MBD first started with a 200-square-metre facility at JCU and has since secured project agreements to trial plants at the Tarong power station in Queensland, Earing power station in New South Wales and the Loy Yang power station in Victoria.
MBD is expected to shortly start construction of its commercial algal synthesiser at Tarong.
Bligh said it had the potential to expand to an 80-hectare demonstration plant in 2011, capable of producing 11 million litres of oil and 25,000t of stock feed for an investment of $25 million.

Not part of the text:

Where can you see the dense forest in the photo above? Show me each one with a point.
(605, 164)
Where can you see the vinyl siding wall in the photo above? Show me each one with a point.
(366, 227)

“If captured CO2 can be recycled to be permanently stored in plastics, or to make large volumes of transport fuel and low methane-emission stock feed for farm animals, as two years of successful trials at JCU now show, Australia and the world may be about to turn an important corner on being able to set and attain significant CO2 emissions reduction targets,” she said.
While Anglo is now a cornerstone investor in MBD, French said he was concerned the Carbon Pollution Reduction Scheme in its current form would hinder investments of this nature by forcing coal companies to purchase permits instead.
“Over the past five years Anglo American has invested more than $100 million on emissions abatement technologies, including two waste coal mine gas power stations that together reduce Anglo’s greenhouse gas emissions by 2.3 million tonnes annually,” he said.
MBD is an unlisted public company backed by private equity.